I like Solid Queue and the direction things are heading, but its hard to overlook the performance. A system that does tens to hundreds of thousands of jobs/s on Sidekiq + Redis, will now get bottlenecked by transactional performance with solid queue / PG - https://github.com/sidekiq/sidekiq/wiki/Active-Job#performan...
My choice of design pattern here is - Use PG (PostgreSQL) for orchestration + decision making and Sidekiq + Redis as message bus. Just can't beat the time it takes for job to get picked up once it has landed on a queue.
By shayonj a day ago
You can get pretty high job throughput while maintaining transactional integrity, but maybe not with Ruby and ActiveRecord :) https://riverqueue.com/docs/benchmarks
That River example has a MacBook Air doing about 2x the throughput as the Sidekiq benchmarks while still using Postgres via Go.
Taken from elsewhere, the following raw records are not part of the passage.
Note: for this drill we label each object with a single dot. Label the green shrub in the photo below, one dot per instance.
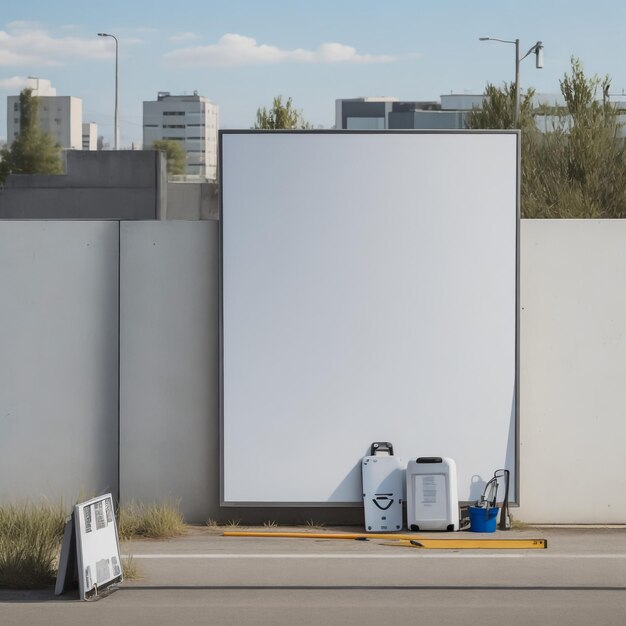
(30, 536)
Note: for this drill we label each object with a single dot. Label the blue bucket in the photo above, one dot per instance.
(483, 520)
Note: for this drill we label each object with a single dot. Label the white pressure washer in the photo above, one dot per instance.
(383, 488)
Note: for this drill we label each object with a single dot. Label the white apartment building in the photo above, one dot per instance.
(60, 116)
(192, 120)
(90, 136)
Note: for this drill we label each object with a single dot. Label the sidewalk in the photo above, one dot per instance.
(206, 578)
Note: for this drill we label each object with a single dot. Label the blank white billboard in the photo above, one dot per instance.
(369, 293)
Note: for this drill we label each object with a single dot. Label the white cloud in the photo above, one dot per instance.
(26, 44)
(14, 83)
(233, 50)
(182, 37)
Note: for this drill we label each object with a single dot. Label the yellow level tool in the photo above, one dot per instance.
(413, 541)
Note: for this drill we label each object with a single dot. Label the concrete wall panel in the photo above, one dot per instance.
(59, 360)
(573, 368)
(169, 364)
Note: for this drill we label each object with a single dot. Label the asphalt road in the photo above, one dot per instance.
(204, 578)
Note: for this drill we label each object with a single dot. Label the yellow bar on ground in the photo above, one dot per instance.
(414, 541)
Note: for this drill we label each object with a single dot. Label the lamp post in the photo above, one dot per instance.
(117, 113)
(537, 50)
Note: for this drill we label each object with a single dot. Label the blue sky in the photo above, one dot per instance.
(241, 53)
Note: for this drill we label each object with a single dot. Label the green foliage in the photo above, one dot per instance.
(157, 521)
(576, 168)
(33, 151)
(498, 110)
(174, 154)
(29, 541)
(280, 116)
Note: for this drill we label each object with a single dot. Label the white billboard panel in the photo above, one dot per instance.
(369, 293)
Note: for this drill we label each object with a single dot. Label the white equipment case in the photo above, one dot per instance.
(383, 488)
(432, 494)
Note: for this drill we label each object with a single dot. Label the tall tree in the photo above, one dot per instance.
(576, 166)
(174, 154)
(498, 109)
(580, 161)
(280, 116)
(33, 151)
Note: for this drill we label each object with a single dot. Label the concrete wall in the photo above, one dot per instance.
(58, 360)
(169, 364)
(191, 201)
(59, 368)
(124, 184)
(573, 368)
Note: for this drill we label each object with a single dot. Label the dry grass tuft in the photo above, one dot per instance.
(30, 536)
(156, 521)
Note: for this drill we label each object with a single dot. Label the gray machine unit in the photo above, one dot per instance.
(432, 501)
(383, 488)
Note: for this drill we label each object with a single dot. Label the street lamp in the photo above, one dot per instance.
(117, 113)
(537, 50)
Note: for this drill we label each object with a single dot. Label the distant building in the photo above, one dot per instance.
(90, 136)
(381, 113)
(59, 116)
(191, 120)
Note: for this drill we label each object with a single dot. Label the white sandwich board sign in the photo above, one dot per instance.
(91, 549)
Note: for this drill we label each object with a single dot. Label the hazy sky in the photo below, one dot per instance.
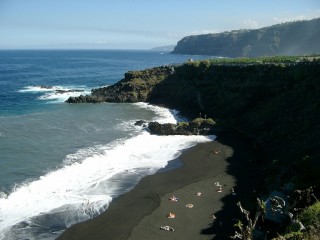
(135, 24)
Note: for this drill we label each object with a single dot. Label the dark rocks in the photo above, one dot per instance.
(141, 123)
(85, 99)
(196, 127)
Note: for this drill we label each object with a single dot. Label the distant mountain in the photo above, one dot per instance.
(163, 48)
(292, 38)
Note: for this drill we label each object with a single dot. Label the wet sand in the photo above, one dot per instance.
(139, 214)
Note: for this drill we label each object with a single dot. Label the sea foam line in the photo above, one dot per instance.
(87, 186)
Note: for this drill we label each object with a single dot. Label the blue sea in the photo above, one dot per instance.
(61, 163)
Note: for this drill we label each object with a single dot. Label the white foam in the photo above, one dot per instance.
(56, 94)
(86, 181)
(164, 115)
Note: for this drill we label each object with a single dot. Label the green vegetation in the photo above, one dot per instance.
(310, 218)
(273, 100)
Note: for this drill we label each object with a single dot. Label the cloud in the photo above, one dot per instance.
(290, 19)
(250, 24)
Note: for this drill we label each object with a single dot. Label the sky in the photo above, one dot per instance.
(136, 24)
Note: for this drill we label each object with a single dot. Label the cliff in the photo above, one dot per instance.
(275, 101)
(294, 38)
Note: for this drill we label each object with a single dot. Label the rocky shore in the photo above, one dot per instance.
(274, 104)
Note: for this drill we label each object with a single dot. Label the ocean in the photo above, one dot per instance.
(61, 163)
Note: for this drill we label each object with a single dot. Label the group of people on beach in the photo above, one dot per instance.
(190, 205)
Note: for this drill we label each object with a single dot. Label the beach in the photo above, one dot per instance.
(140, 213)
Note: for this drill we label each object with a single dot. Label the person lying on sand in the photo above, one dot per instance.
(173, 199)
(167, 228)
(217, 184)
(189, 205)
(171, 215)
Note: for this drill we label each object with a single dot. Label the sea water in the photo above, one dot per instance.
(61, 163)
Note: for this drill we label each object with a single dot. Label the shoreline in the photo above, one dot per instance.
(139, 213)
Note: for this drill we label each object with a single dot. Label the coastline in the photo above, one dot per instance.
(141, 212)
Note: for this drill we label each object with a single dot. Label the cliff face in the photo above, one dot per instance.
(277, 104)
(295, 38)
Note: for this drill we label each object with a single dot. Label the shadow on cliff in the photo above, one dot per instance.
(244, 166)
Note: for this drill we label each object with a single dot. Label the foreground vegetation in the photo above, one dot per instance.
(273, 101)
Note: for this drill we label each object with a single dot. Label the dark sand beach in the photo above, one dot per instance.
(139, 214)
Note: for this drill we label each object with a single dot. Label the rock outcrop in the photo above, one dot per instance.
(135, 87)
(198, 126)
(294, 38)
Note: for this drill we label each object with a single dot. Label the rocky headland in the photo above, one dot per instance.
(292, 38)
(273, 102)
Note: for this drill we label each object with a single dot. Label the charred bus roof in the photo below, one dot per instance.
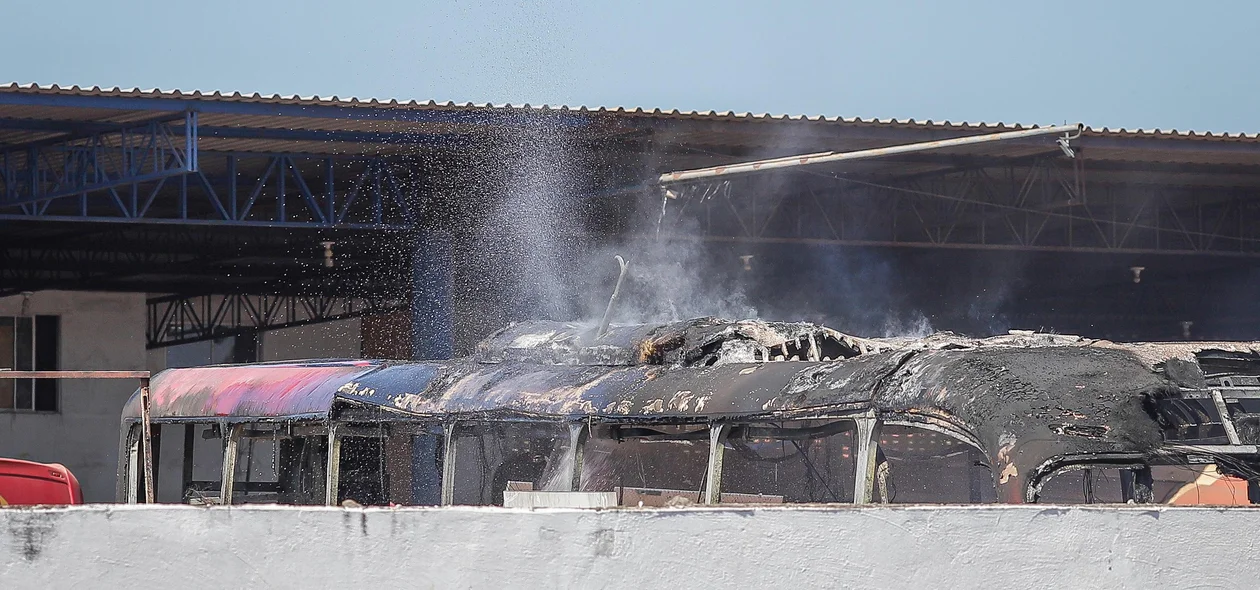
(1028, 401)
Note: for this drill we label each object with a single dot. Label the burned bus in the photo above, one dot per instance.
(712, 411)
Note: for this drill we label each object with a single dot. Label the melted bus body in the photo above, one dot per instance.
(712, 411)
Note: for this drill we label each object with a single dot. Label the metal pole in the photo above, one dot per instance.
(334, 465)
(449, 464)
(577, 434)
(229, 453)
(867, 446)
(830, 156)
(612, 300)
(149, 440)
(713, 478)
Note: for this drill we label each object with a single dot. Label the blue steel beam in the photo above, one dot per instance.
(285, 190)
(34, 174)
(382, 111)
(384, 138)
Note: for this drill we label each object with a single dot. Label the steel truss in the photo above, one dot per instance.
(1043, 206)
(203, 259)
(243, 189)
(35, 175)
(183, 319)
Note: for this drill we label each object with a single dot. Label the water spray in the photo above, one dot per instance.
(612, 300)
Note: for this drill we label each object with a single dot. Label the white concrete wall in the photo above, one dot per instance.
(127, 546)
(333, 339)
(98, 332)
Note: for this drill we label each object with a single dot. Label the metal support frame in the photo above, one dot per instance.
(34, 175)
(1038, 204)
(184, 319)
(713, 473)
(227, 189)
(866, 453)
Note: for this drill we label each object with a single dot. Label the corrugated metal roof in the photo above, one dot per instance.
(295, 100)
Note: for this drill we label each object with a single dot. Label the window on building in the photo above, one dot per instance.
(29, 344)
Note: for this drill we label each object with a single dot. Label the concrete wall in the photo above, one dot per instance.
(337, 339)
(127, 546)
(98, 332)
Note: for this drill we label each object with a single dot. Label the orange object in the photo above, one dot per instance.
(28, 483)
(1212, 488)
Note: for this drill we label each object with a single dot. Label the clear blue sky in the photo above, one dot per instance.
(1106, 62)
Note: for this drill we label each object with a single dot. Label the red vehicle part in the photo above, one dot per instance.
(27, 483)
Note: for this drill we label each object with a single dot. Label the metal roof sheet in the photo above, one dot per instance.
(295, 100)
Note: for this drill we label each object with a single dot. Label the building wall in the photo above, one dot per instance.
(333, 339)
(98, 332)
(103, 330)
(126, 546)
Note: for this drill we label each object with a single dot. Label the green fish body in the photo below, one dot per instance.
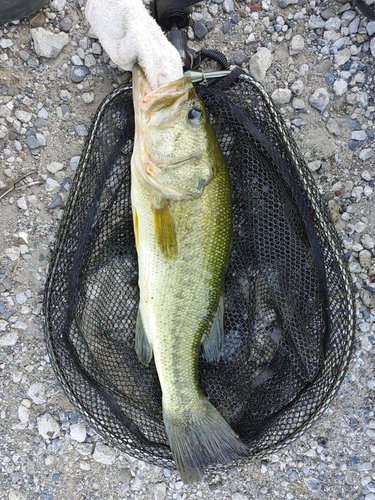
(181, 203)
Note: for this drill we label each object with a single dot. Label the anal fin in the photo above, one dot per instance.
(213, 343)
(142, 345)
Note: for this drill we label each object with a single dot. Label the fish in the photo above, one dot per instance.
(182, 217)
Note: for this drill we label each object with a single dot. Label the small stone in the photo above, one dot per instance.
(340, 86)
(297, 45)
(79, 73)
(56, 201)
(8, 339)
(88, 97)
(365, 258)
(370, 27)
(104, 454)
(200, 30)
(260, 63)
(365, 175)
(32, 142)
(3, 131)
(48, 427)
(66, 24)
(47, 44)
(51, 184)
(333, 127)
(313, 484)
(342, 56)
(281, 96)
(74, 161)
(228, 6)
(367, 242)
(21, 203)
(78, 432)
(37, 393)
(364, 155)
(55, 167)
(81, 130)
(314, 165)
(319, 99)
(23, 116)
(358, 135)
(316, 22)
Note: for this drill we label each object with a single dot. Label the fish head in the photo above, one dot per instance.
(173, 139)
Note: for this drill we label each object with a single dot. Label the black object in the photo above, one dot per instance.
(289, 307)
(11, 10)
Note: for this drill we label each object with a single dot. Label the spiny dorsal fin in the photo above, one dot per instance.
(165, 231)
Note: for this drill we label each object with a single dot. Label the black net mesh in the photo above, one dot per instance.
(289, 309)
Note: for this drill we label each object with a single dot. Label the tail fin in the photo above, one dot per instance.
(199, 439)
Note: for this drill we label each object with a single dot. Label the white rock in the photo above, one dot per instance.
(281, 96)
(51, 184)
(367, 241)
(47, 44)
(78, 432)
(37, 393)
(48, 427)
(297, 45)
(55, 167)
(319, 99)
(260, 63)
(333, 127)
(21, 203)
(23, 116)
(104, 454)
(8, 339)
(342, 56)
(366, 154)
(340, 86)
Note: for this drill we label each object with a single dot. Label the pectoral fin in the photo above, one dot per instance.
(142, 345)
(213, 343)
(165, 231)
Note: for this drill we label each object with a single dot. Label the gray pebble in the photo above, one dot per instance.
(367, 242)
(340, 86)
(37, 393)
(200, 30)
(364, 155)
(66, 24)
(313, 484)
(79, 73)
(56, 201)
(319, 99)
(74, 161)
(81, 130)
(47, 426)
(316, 22)
(228, 6)
(260, 63)
(281, 96)
(333, 127)
(297, 45)
(47, 44)
(104, 454)
(358, 135)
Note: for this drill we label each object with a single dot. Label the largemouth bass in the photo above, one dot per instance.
(181, 204)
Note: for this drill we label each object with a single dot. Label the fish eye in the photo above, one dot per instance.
(195, 116)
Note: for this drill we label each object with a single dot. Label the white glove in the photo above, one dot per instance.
(130, 35)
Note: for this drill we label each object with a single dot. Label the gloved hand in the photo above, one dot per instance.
(130, 35)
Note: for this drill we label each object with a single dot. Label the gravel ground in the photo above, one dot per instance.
(316, 60)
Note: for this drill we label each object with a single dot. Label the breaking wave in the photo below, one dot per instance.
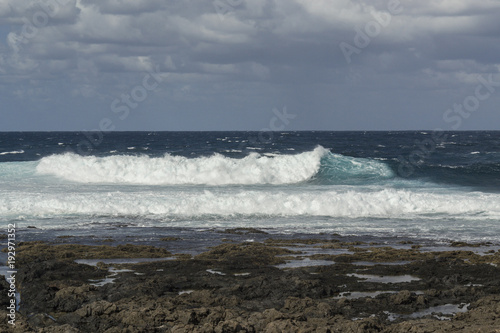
(318, 165)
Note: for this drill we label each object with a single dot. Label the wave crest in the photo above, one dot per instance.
(318, 165)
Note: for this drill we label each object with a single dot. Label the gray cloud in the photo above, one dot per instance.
(247, 58)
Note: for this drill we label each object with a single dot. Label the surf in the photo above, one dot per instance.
(318, 166)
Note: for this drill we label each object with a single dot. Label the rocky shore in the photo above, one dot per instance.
(273, 285)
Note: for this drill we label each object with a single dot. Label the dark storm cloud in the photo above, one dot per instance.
(242, 55)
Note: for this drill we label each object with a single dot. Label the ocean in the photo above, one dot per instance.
(428, 185)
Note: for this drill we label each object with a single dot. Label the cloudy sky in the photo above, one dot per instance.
(226, 64)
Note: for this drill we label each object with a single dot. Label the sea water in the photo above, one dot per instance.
(387, 184)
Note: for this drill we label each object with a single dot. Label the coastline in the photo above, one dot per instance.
(252, 281)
Can’t find any indication of whether those Sidekiq benchmarks used Postgres or MySQL/Maria, that may be a difference.
By bgentry 21 hours ago
this is really cool and I'd love to use it, but it seems they only support workers written in Go if I'm not mistaken? My workers can be remote and not using Go, behind a NAT too. I want a them to periodically pull the queue, this way I do not need to worry about network topology. I guess I could simply interface with PG atomically via a simple API endpoint for the workers to connect, but I'd love to have the UI of riverqueue.
IIUC - Does this mean if I am making a network call, or performing some expensive task from within the job, the transaction against the database is held open for the duration of the job?
By shayonj 21 hours ago
Definitely not! Jobs in River are enqueued and fetched by worker clients transactionally, but the jobs themselves execute outside a transaction. I’m guessing you’re aware of the risks of holding open long transactions in Postgres, and we definitely didn’t want to limit users to short-lived background jobs.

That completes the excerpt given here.